Just Circles
thyfirmnessdrawsmyCIRCLESJUSTandmakesmeendwhereibegun

Spring Cleaning

February 14, 2003
My mother is my favorite Valentine; she called today and we both confessed that to each other. She's such a good mama!

Quite the Friday I had today.

I've discovered the CDR drive on Vicky's computer and now the mission is to burn CDs that have been scratched or lost. Like Lauryn Hill's MissEducation. I've bought that CD twice, and it gets "lost" every time; it's the curse she puts on any white consumer, I think.

What's the difference between me and you? About five bank accounts, three ounces and two vehicles.

I'm leaving tomorrow morning at 4:00am, and six hours later I'll be in North Carolina. Joshie, who used to walk half a mile in any weather to walk me to his apartment our Freshman year, is picking me up from the airport. That has charactarized our friendship ever since - his determination to never let me walk alone - and I'm dizzy with delight at hanging out with him, and Nate, and Rob, and Zach.

My corruptors.

My guardian angels.

My gurus.

This is the crowd that gets the best of me. The people who see the rolly-polly drunk-full-of-giggles Michaela. Part of me would love to be a part of a commune with all these people.

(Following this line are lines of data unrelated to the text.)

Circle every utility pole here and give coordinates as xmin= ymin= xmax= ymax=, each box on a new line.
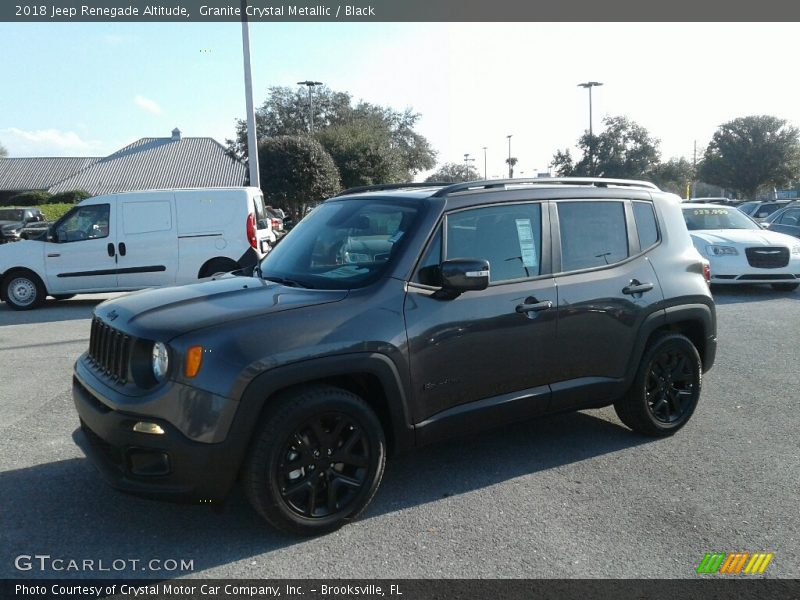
xmin=241 ymin=0 xmax=260 ymax=188
xmin=297 ymin=80 xmax=323 ymax=133
xmin=691 ymin=140 xmax=697 ymax=199
xmin=482 ymin=146 xmax=487 ymax=180
xmin=578 ymin=81 xmax=603 ymax=176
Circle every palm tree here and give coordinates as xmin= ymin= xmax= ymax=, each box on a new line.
xmin=505 ymin=157 xmax=518 ymax=178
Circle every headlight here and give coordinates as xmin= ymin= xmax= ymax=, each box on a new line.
xmin=705 ymin=245 xmax=738 ymax=256
xmin=151 ymin=342 xmax=169 ymax=381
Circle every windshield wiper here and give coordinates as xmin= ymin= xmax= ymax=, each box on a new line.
xmin=262 ymin=275 xmax=313 ymax=289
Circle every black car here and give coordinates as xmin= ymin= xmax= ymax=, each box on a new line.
xmin=761 ymin=201 xmax=800 ymax=239
xmin=72 ymin=178 xmax=717 ymax=535
xmin=0 ymin=207 xmax=45 ymax=243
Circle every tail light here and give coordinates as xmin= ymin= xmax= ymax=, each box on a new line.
xmin=246 ymin=213 xmax=257 ymax=249
xmin=271 ymin=218 xmax=282 ymax=230
xmin=703 ymin=262 xmax=711 ymax=286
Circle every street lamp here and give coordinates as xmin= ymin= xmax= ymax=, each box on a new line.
xmin=578 ymin=81 xmax=603 ymax=176
xmin=297 ymin=80 xmax=323 ymax=133
xmin=240 ymin=0 xmax=260 ymax=188
xmin=463 ymin=153 xmax=475 ymax=180
xmin=506 ymin=135 xmax=513 ymax=178
xmin=482 ymin=146 xmax=487 ymax=180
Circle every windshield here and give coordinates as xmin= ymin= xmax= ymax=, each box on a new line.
xmin=0 ymin=209 xmax=24 ymax=221
xmin=259 ymin=199 xmax=422 ymax=290
xmin=682 ymin=207 xmax=760 ymax=231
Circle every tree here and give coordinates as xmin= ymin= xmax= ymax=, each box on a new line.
xmin=227 ymin=86 xmax=436 ymax=182
xmin=0 ymin=141 xmax=7 ymax=158
xmin=698 ymin=115 xmax=800 ymax=199
xmin=257 ymin=136 xmax=340 ymax=220
xmin=316 ymin=121 xmax=403 ymax=189
xmin=505 ymin=157 xmax=518 ymax=178
xmin=649 ymin=157 xmax=695 ymax=197
xmin=424 ymin=162 xmax=481 ymax=183
xmin=551 ymin=116 xmax=661 ymax=179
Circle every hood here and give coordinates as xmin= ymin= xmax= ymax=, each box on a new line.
xmin=690 ymin=228 xmax=799 ymax=247
xmin=94 ymin=276 xmax=348 ymax=340
xmin=0 ymin=220 xmax=24 ymax=229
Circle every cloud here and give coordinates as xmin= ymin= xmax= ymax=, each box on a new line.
xmin=0 ymin=128 xmax=106 ymax=157
xmin=134 ymin=95 xmax=163 ymax=116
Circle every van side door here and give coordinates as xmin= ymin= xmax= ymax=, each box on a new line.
xmin=115 ymin=193 xmax=178 ymax=289
xmin=44 ymin=202 xmax=117 ymax=293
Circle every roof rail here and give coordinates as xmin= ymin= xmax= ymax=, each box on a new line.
xmin=335 ymin=182 xmax=449 ymax=197
xmin=430 ymin=177 xmax=660 ymax=197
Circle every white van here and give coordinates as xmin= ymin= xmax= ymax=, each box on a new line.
xmin=0 ymin=187 xmax=275 ymax=310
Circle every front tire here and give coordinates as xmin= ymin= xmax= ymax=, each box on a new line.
xmin=771 ymin=282 xmax=799 ymax=292
xmin=243 ymin=385 xmax=386 ymax=536
xmin=2 ymin=270 xmax=46 ymax=310
xmin=615 ymin=333 xmax=702 ymax=437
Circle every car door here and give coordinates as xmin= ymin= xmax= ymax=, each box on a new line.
xmin=115 ymin=194 xmax=178 ymax=289
xmin=44 ymin=202 xmax=117 ymax=293
xmin=767 ymin=207 xmax=800 ymax=239
xmin=550 ymin=199 xmax=664 ymax=409
xmin=404 ymin=201 xmax=557 ymax=424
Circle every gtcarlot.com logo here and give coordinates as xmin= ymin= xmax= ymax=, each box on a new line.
xmin=14 ymin=554 xmax=194 ymax=573
xmin=696 ymin=552 xmax=774 ymax=575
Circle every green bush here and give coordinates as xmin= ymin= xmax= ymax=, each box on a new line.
xmin=49 ymin=189 xmax=91 ymax=204
xmin=7 ymin=190 xmax=52 ymax=206
xmin=38 ymin=203 xmax=74 ymax=222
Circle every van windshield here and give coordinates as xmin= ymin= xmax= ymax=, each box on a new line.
xmin=258 ymin=199 xmax=421 ymax=290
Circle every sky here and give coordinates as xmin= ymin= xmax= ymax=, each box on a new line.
xmin=2 ymin=22 xmax=799 ymax=181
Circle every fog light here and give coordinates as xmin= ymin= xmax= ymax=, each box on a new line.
xmin=128 ymin=450 xmax=170 ymax=476
xmin=133 ymin=421 xmax=165 ymax=435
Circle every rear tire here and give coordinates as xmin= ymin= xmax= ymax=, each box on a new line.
xmin=2 ymin=270 xmax=46 ymax=310
xmin=198 ymin=258 xmax=239 ymax=278
xmin=243 ymin=385 xmax=386 ymax=536
xmin=615 ymin=333 xmax=702 ymax=437
xmin=771 ymin=282 xmax=799 ymax=292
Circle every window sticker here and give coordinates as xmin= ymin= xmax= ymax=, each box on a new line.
xmin=515 ymin=218 xmax=538 ymax=268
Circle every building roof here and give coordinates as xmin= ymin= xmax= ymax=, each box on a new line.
xmin=0 ymin=157 xmax=101 ymax=192
xmin=48 ymin=135 xmax=247 ymax=195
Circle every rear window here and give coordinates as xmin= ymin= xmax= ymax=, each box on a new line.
xmin=253 ymin=193 xmax=269 ymax=230
xmin=558 ymin=201 xmax=628 ymax=272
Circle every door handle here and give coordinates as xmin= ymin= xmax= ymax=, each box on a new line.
xmin=515 ymin=300 xmax=553 ymax=314
xmin=622 ymin=280 xmax=654 ymax=295
xmin=118 ymin=242 xmax=126 ymax=256
xmin=47 ymin=253 xmax=60 ymax=258
xmin=107 ymin=243 xmax=115 ymax=257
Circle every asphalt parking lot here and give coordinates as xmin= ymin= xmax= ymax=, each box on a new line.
xmin=1 ymin=286 xmax=798 ymax=579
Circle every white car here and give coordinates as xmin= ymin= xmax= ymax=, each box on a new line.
xmin=682 ymin=203 xmax=800 ymax=291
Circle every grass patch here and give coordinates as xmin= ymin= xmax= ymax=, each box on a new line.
xmin=38 ymin=203 xmax=74 ymax=221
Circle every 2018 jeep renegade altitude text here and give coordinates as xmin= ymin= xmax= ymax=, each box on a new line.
xmin=72 ymin=178 xmax=716 ymax=535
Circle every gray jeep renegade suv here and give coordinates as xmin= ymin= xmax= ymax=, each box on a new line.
xmin=72 ymin=178 xmax=716 ymax=535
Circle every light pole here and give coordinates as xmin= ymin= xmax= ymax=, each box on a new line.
xmin=506 ymin=135 xmax=513 ymax=178
xmin=240 ymin=0 xmax=260 ymax=188
xmin=463 ymin=153 xmax=475 ymax=180
xmin=482 ymin=146 xmax=487 ymax=180
xmin=578 ymin=81 xmax=603 ymax=176
xmin=297 ymin=80 xmax=323 ymax=133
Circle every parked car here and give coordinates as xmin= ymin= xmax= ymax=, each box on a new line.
xmin=682 ymin=203 xmax=800 ymax=290
xmin=685 ymin=197 xmax=738 ymax=206
xmin=72 ymin=178 xmax=716 ymax=535
xmin=265 ymin=206 xmax=284 ymax=233
xmin=737 ymin=200 xmax=793 ymax=222
xmin=19 ymin=219 xmax=53 ymax=240
xmin=0 ymin=187 xmax=275 ymax=309
xmin=761 ymin=201 xmax=800 ymax=239
xmin=0 ymin=207 xmax=45 ymax=243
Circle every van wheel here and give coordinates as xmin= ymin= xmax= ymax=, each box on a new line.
xmin=771 ymin=282 xmax=799 ymax=291
xmin=614 ymin=333 xmax=702 ymax=437
xmin=198 ymin=258 xmax=239 ymax=278
xmin=2 ymin=270 xmax=46 ymax=310
xmin=243 ymin=385 xmax=386 ymax=536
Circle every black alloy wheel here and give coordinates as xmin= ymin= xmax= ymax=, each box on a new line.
xmin=243 ymin=385 xmax=386 ymax=536
xmin=277 ymin=412 xmax=370 ymax=519
xmin=615 ymin=333 xmax=702 ymax=437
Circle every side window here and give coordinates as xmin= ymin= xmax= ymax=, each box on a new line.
xmin=558 ymin=201 xmax=628 ymax=272
xmin=632 ymin=201 xmax=659 ymax=249
xmin=779 ymin=208 xmax=800 ymax=226
xmin=446 ymin=203 xmax=542 ymax=283
xmin=55 ymin=204 xmax=110 ymax=243
xmin=413 ymin=227 xmax=442 ymax=286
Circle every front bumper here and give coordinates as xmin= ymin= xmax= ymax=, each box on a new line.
xmin=708 ymin=254 xmax=800 ymax=284
xmin=72 ymin=371 xmax=246 ymax=503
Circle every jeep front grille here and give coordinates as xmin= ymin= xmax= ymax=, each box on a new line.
xmin=745 ymin=247 xmax=789 ymax=269
xmin=88 ymin=318 xmax=131 ymax=383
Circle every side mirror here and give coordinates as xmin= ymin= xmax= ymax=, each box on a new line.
xmin=440 ymin=259 xmax=490 ymax=294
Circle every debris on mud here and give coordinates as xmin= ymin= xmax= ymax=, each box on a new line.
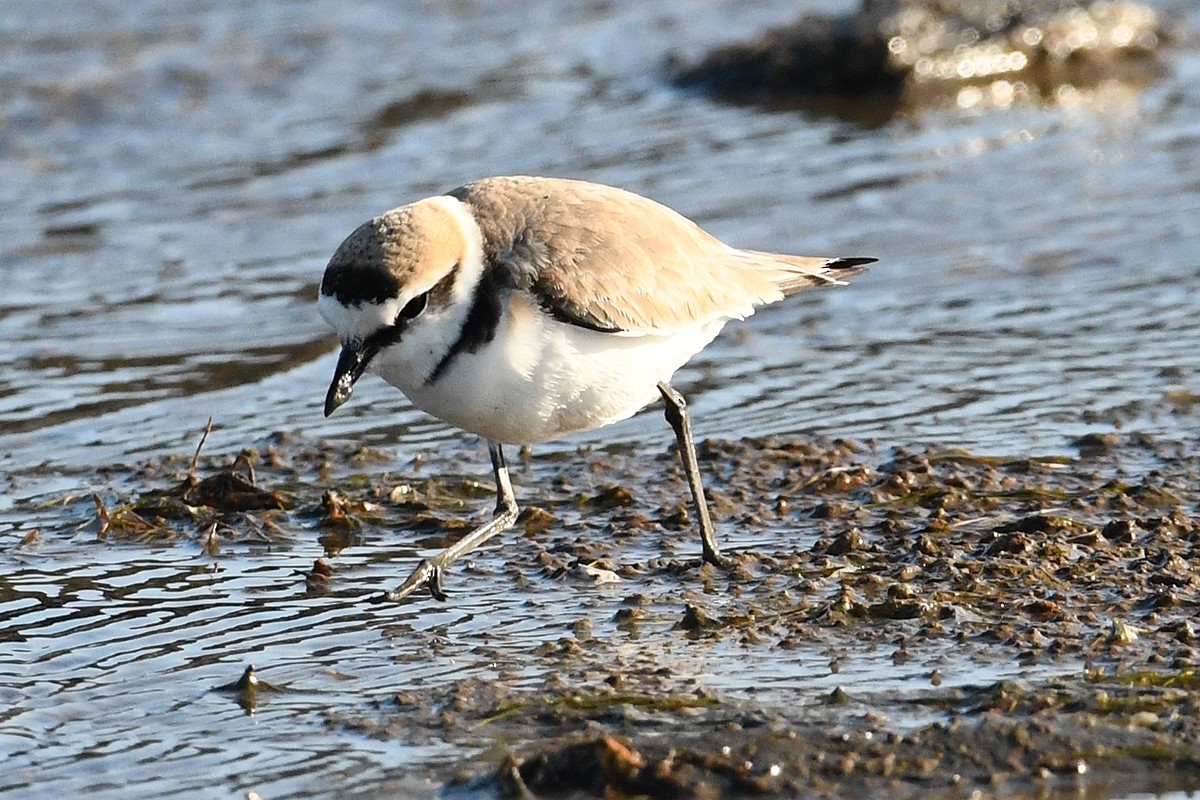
xmin=314 ymin=421 xmax=1200 ymax=797
xmin=324 ymin=669 xmax=1200 ymax=799
xmin=214 ymin=664 xmax=282 ymax=712
xmin=20 ymin=409 xmax=1200 ymax=798
xmin=91 ymin=420 xmax=290 ymax=543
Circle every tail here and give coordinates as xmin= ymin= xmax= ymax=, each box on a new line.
xmin=736 ymin=251 xmax=875 ymax=296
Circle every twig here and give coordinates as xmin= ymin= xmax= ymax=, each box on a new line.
xmin=189 ymin=417 xmax=214 ymax=481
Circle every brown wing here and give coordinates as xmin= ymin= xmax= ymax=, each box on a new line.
xmin=449 ymin=176 xmax=864 ymax=334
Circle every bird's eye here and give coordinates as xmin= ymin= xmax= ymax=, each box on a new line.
xmin=396 ymin=292 xmax=428 ymax=324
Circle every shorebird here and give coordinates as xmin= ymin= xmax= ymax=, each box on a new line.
xmin=319 ymin=176 xmax=872 ymax=601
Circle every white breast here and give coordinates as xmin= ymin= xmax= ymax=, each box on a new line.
xmin=371 ymin=292 xmax=726 ymax=445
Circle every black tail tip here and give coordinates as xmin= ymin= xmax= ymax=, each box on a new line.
xmin=829 ymin=257 xmax=877 ymax=270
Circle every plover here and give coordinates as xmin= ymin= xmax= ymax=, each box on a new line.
xmin=319 ymin=175 xmax=872 ymax=601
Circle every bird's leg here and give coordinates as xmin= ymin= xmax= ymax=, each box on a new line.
xmin=657 ymin=382 xmax=724 ymax=566
xmin=384 ymin=441 xmax=520 ymax=602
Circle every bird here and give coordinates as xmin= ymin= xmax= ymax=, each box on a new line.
xmin=318 ymin=175 xmax=873 ymax=602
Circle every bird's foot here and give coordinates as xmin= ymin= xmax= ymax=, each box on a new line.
xmin=702 ymin=546 xmax=728 ymax=570
xmin=383 ymin=559 xmax=448 ymax=603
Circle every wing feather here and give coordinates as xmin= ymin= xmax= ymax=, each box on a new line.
xmin=448 ymin=177 xmax=867 ymax=334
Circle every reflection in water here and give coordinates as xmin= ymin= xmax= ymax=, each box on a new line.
xmin=1 ymin=0 xmax=1198 ymax=796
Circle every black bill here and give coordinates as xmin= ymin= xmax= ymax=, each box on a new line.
xmin=324 ymin=343 xmax=370 ymax=417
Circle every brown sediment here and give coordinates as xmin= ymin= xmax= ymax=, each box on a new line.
xmin=322 ymin=670 xmax=1200 ymax=799
xmin=90 ymin=421 xmax=290 ymax=542
xmin=27 ymin=409 xmax=1200 ymax=797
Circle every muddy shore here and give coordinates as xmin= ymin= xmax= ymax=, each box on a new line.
xmin=43 ymin=404 xmax=1199 ymax=798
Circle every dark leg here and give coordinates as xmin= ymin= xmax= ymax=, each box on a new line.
xmin=657 ymin=382 xmax=723 ymax=566
xmin=384 ymin=441 xmax=520 ymax=602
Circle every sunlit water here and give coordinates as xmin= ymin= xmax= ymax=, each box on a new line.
xmin=2 ymin=0 xmax=1199 ymax=797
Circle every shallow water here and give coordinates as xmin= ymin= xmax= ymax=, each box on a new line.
xmin=2 ymin=0 xmax=1200 ymax=797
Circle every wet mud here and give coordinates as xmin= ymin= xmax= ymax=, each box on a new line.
xmin=331 ymin=674 xmax=1200 ymax=799
xmin=672 ymin=0 xmax=1168 ymax=116
xmin=41 ymin=401 xmax=1200 ymax=798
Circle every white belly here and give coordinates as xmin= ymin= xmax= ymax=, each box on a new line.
xmin=372 ymin=294 xmax=726 ymax=444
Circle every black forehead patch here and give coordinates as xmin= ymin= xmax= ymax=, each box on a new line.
xmin=320 ymin=262 xmax=401 ymax=306
xmin=321 ymin=217 xmax=402 ymax=306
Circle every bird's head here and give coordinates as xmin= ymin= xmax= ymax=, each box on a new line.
xmin=317 ymin=195 xmax=482 ymax=416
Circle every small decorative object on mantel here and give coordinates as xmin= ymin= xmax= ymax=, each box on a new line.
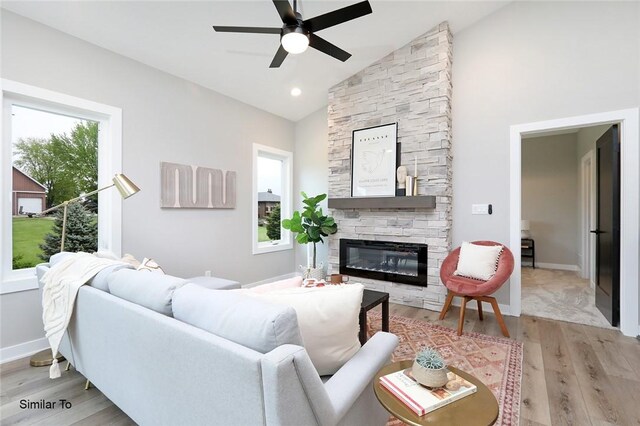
xmin=351 ymin=122 xmax=398 ymax=197
xmin=396 ymin=166 xmax=407 ymax=196
xmin=405 ymin=176 xmax=419 ymax=196
xmin=412 ymin=347 xmax=448 ymax=388
xmin=160 ymin=161 xmax=236 ymax=209
xmin=282 ymin=192 xmax=338 ymax=280
xmin=404 ymin=155 xmax=420 ymax=196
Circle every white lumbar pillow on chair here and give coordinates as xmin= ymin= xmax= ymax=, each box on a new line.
xmin=454 ymin=242 xmax=503 ymax=281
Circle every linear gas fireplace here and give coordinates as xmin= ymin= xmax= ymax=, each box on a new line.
xmin=339 ymin=239 xmax=428 ymax=287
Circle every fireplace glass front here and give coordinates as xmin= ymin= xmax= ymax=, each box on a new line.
xmin=339 ymin=239 xmax=428 ymax=286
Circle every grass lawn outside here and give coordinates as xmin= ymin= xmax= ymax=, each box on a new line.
xmin=12 ymin=217 xmax=55 ymax=268
xmin=258 ymin=225 xmax=270 ymax=242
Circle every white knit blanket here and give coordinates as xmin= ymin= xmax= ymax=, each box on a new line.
xmin=41 ymin=252 xmax=126 ymax=379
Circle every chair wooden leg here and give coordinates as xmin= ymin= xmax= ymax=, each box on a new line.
xmin=488 ymin=297 xmax=510 ymax=338
xmin=477 ymin=299 xmax=484 ymax=321
xmin=439 ymin=292 xmax=455 ymax=320
xmin=458 ymin=297 xmax=469 ymax=335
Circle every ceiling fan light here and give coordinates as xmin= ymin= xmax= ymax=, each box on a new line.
xmin=282 ymin=32 xmax=309 ymax=54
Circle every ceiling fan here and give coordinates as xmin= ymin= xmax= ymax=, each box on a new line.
xmin=213 ymin=0 xmax=373 ymax=68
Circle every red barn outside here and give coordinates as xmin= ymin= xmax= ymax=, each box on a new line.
xmin=12 ymin=166 xmax=46 ymax=215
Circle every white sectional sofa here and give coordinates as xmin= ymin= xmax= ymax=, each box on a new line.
xmin=36 ymin=256 xmax=398 ymax=426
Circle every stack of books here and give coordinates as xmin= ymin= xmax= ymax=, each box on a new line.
xmin=379 ymin=368 xmax=477 ymax=416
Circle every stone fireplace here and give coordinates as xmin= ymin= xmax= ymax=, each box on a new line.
xmin=327 ymin=22 xmax=453 ymax=310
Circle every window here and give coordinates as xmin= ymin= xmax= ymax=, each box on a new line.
xmin=10 ymin=106 xmax=98 ymax=271
xmin=1 ymin=79 xmax=122 ymax=294
xmin=252 ymin=143 xmax=292 ymax=254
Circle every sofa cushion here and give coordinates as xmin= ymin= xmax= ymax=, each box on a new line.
xmin=172 ymin=284 xmax=303 ymax=353
xmin=49 ymin=251 xmax=76 ymax=266
xmin=186 ymin=276 xmax=240 ymax=290
xmin=246 ymin=283 xmax=364 ymax=376
xmin=108 ymin=269 xmax=186 ymax=316
xmin=89 ymin=263 xmax=134 ymax=292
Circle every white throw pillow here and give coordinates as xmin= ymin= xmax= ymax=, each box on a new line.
xmin=245 ymin=283 xmax=364 ymax=376
xmin=247 ymin=276 xmax=303 ymax=294
xmin=454 ymin=242 xmax=503 ymax=281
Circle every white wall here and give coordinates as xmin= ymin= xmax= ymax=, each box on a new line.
xmin=292 ymin=107 xmax=329 ymax=270
xmin=452 ymin=1 xmax=640 ymax=306
xmin=576 ymin=124 xmax=608 ymax=276
xmin=522 ymin=134 xmax=579 ymax=267
xmin=1 ymin=11 xmax=295 ymax=356
xmin=577 ymin=125 xmax=608 ymax=160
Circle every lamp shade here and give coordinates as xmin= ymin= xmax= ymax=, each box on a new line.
xmin=521 ymin=220 xmax=530 ymax=231
xmin=112 ymin=173 xmax=140 ymax=199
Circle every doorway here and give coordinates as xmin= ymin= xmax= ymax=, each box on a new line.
xmin=509 ymin=108 xmax=639 ymax=337
xmin=519 ymin=125 xmax=615 ymax=328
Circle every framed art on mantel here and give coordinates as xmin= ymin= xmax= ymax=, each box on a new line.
xmin=351 ymin=122 xmax=398 ymax=197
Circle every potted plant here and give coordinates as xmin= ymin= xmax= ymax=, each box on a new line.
xmin=282 ymin=192 xmax=338 ymax=280
xmin=412 ymin=347 xmax=448 ymax=388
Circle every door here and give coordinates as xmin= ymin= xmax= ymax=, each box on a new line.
xmin=593 ymin=125 xmax=620 ymax=326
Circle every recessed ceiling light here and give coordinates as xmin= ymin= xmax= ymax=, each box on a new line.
xmin=291 ymin=88 xmax=302 ymax=97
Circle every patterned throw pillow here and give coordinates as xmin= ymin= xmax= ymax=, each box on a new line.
xmin=136 ymin=258 xmax=165 ymax=274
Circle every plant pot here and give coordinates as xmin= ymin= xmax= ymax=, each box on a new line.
xmin=411 ymin=360 xmax=448 ymax=388
xmin=300 ymin=263 xmax=325 ymax=281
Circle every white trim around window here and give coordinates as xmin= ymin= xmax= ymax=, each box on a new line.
xmin=0 ymin=79 xmax=123 ymax=294
xmin=252 ymin=143 xmax=293 ymax=255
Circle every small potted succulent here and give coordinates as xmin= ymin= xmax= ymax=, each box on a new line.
xmin=412 ymin=347 xmax=448 ymax=388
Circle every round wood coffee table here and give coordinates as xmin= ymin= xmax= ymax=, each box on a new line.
xmin=374 ymin=360 xmax=499 ymax=426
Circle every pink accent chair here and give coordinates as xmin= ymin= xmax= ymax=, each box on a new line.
xmin=438 ymin=241 xmax=514 ymax=337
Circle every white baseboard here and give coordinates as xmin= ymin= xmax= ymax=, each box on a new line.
xmin=243 ymin=272 xmax=299 ymax=289
xmin=0 ymin=337 xmax=48 ymax=364
xmin=451 ymin=298 xmax=513 ymax=317
xmin=532 ymin=262 xmax=580 ymax=272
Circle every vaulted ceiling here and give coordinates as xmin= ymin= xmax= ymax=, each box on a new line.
xmin=2 ymin=1 xmax=508 ymax=121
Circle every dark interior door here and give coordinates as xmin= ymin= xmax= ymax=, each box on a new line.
xmin=593 ymin=125 xmax=620 ymax=326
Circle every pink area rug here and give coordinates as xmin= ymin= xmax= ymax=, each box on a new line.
xmin=367 ymin=312 xmax=522 ymax=426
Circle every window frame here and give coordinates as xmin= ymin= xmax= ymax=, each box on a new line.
xmin=1 ymin=79 xmax=123 ymax=294
xmin=252 ymin=143 xmax=293 ymax=255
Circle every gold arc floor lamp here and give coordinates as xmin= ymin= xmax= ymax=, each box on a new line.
xmin=30 ymin=173 xmax=140 ymax=367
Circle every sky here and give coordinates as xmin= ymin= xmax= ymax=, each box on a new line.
xmin=257 ymin=156 xmax=282 ymax=196
xmin=11 ymin=105 xmax=88 ymax=159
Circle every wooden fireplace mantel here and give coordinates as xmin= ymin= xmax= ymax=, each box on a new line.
xmin=328 ymin=196 xmax=436 ymax=209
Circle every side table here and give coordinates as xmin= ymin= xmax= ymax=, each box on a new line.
xmin=360 ymin=289 xmax=390 ymax=344
xmin=373 ymin=360 xmax=499 ymax=426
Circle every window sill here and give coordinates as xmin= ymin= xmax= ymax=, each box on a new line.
xmin=253 ymin=241 xmax=293 ymax=255
xmin=1 ymin=270 xmax=39 ymax=294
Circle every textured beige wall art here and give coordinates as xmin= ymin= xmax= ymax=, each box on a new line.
xmin=160 ymin=161 xmax=236 ymax=209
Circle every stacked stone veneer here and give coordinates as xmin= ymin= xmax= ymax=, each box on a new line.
xmin=327 ymin=22 xmax=453 ymax=310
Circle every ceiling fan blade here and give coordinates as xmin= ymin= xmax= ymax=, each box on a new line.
xmin=270 ymin=45 xmax=289 ymax=68
xmin=273 ymin=0 xmax=297 ymax=24
xmin=309 ymin=33 xmax=351 ymax=62
xmin=303 ymin=1 xmax=372 ymax=32
xmin=213 ymin=26 xmax=281 ymax=34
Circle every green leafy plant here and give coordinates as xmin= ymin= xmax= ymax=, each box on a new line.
xmin=415 ymin=347 xmax=445 ymax=370
xmin=282 ymin=192 xmax=338 ymax=269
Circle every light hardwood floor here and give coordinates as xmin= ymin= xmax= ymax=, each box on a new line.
xmin=1 ymin=304 xmax=638 ymax=425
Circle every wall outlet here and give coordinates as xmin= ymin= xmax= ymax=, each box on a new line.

If I hadn't lived for six months in a defunct commune when I was eight years old I might actually consider it, but there's nothing sadder than a commune that doesn't commune anymore, know what I mean?

The last time I went home to party at a wedding (Joshie's wedding) I was so hungry for the love that it made me hurt. I didn't want to go, sort of, just so I wouldn't have to come back. I thought it would hurt more on the return. I thought going would be a set-back in my development away from home. That was in October and I'm glad to report that I'm not nervous about this visit.

Yearning for the comfort.

Looking forward to the rejuvination with which I'll return.

Tonight is the last night where I allow this murky brain to soak up my thoughts. Tonight I go to sleep and put aside this wintery hybernation of intentional and purposeful living. I have to do this every year.

Spring Clean my mind.

I become so used to sitting on my ass.

I've stopped abusing myself for being lazy, though, because I'm only lazy in spurts. Then I get a good ass-kicking and I move a little farther ahead.

I'll kiss the babies goodnight tonight, and I'll begin my vacation. When March is here I'll be rested and ready for functional, meaningful, forward-driven living.

Every year around this time I start living weekend-to-weekend and neglecting my day-to-day. No "woe is me" will come of it, but a dissatisfaction nonetheless, and so I'm puting it here so I can re-read this and remember.

This is the final entry until Tuesday.

I hope you all will enjoy the rest from my droning, and that when I return you'll all make me feel missed.

One thing you may look forward to are photographs.

I bought a digital camera today.

This little thing is precious, and I'm rather fulfilled with it in my life, now.